|
The first part of the solution is to completely eliminate mortgage subsidies and mortgage interest deductions. These do not increase the supply of housing, they only subsidize demand for more expensive houses and increase indebtedness, and increase the flow of capital into non-productive areas of the economy such as mortgage lending and mortgage backed assets. The second part of the solution is to convert all property taxes into Land Value Taxes, so that idle and vacant land is taxed at exactly the same rate as land containing well maintained houses. Local governments would no longer get higher payouts for zoning for high end housing, they would only get higher payouts if they raised the net desirability of all land within the borders of their city as a whole. The land value tax would also free up vacant, idle and underutilized land for actual use and improvement, by making land unattractive as an asset for investment or speculation. This would greatly increase the competitiveness of the housing market, because if it is no longer profitable to hold onto a vacant building, a parking lot, or a strip mall in a high demand area after the carrying cost applied by the land value tax, the vacant lot might be split up and sold to smaller owner-operators, the parking lot might be replaced by several smaller town houses, and the strip mall might be replaced by a mixed used development with additional housing units builtin above the shops, increasing average quantity of housing units per city block or per area unit measure. > How willing are banks to issue loans at the lower end?

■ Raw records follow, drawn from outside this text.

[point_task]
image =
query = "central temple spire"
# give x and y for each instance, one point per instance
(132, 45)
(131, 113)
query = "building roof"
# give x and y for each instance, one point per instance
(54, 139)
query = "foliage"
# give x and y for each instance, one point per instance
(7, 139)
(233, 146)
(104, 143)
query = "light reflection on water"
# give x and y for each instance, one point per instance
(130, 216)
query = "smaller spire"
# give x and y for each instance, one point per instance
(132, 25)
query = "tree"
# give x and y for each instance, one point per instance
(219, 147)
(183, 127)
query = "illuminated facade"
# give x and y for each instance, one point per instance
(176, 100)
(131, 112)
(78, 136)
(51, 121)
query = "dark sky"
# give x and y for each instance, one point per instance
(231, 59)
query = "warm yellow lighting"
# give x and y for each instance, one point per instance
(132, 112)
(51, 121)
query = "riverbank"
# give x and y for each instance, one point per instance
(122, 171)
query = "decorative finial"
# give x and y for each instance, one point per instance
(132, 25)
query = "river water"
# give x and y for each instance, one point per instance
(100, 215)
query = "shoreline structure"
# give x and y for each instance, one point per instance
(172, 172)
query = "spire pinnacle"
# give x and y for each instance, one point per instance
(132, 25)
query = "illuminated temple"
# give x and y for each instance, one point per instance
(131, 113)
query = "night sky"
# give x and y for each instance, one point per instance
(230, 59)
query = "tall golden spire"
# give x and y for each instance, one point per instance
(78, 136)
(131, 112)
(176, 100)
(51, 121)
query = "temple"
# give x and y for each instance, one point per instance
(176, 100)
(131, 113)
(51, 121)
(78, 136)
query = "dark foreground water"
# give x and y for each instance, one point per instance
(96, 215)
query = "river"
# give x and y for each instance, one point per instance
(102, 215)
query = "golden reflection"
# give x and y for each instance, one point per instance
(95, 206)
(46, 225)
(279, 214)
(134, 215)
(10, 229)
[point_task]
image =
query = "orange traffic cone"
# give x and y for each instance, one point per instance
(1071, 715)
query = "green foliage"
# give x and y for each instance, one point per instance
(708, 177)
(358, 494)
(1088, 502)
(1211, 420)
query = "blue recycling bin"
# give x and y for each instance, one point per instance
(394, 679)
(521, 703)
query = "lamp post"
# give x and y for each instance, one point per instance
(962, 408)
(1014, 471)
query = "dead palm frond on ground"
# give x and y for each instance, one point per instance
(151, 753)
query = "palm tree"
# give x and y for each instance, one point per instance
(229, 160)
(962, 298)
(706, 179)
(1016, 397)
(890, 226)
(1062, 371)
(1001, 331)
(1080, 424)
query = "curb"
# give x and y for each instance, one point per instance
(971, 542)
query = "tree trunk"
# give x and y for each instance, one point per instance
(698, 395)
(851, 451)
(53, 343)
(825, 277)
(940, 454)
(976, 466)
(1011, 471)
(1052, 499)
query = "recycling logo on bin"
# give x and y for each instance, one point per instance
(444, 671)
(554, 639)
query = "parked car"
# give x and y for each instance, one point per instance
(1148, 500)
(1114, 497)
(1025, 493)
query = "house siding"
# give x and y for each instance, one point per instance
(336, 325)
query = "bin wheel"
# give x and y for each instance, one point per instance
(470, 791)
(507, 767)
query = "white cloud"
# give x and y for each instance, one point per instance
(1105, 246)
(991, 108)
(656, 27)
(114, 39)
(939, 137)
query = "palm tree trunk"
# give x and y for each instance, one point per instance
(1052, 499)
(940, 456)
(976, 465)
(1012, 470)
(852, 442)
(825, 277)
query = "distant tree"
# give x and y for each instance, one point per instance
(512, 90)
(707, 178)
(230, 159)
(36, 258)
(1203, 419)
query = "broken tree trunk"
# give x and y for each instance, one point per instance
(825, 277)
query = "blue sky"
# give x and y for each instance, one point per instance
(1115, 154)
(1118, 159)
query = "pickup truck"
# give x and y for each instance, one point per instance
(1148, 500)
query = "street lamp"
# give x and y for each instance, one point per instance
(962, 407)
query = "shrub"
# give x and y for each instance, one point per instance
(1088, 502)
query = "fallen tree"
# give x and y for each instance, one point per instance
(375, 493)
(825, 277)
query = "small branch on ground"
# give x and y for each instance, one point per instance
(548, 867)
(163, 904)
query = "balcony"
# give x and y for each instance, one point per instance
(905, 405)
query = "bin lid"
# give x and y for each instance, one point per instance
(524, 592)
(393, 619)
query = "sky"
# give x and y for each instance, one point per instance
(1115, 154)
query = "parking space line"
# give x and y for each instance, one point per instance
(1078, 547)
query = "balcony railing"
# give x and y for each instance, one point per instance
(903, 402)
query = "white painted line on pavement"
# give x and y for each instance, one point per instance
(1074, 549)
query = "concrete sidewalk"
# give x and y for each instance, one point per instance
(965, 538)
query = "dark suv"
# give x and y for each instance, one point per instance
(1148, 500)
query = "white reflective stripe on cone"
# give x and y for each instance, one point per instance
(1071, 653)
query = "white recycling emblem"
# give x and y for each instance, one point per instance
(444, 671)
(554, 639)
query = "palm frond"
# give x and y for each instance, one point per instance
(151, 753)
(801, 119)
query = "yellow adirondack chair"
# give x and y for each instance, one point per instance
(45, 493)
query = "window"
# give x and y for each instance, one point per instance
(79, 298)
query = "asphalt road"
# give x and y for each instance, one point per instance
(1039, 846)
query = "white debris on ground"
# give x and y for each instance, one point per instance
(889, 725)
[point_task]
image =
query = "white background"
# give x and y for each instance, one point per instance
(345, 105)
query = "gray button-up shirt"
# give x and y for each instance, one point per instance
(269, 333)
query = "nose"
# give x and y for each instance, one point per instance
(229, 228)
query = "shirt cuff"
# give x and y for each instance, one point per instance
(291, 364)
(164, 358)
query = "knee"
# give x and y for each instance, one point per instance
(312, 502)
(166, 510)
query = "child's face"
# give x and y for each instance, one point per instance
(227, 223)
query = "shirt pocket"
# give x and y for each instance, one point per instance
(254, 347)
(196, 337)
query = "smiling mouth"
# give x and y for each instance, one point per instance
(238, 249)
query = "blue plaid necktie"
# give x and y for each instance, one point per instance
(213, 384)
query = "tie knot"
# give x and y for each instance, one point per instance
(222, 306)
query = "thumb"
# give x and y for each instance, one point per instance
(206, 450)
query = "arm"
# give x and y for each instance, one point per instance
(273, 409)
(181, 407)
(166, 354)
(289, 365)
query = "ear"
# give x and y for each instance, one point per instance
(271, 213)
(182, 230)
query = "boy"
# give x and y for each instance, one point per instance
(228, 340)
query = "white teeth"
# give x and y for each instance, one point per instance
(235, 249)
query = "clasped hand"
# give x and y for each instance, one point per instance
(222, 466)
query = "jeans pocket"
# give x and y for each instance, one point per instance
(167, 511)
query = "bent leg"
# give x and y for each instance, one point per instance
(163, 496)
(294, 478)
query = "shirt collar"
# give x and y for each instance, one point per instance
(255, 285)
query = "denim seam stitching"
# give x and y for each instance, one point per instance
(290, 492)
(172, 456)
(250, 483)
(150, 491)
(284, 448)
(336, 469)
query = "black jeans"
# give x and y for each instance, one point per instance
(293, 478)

Focusing on banks and subsidizing loans is what is fueling this problem. The solution is not to make loans easier to get, it is to drastically lower the price of land and increase the efficiency at which land is used. When the price for land is cheaper and closer to a market price rather than a monopoly price, far fewer people will have to bother with loans or mortgages in the first place. Lower end housing can be made substantially more affordable even if all mortgage assistance schemes are eliminated. |
And what about old people that have owned their own house for decades? If the local economy goes up, increasing the land value tax, they either leave or go bankrupt. And the kicker is that their investment into their home is now worth a lot less.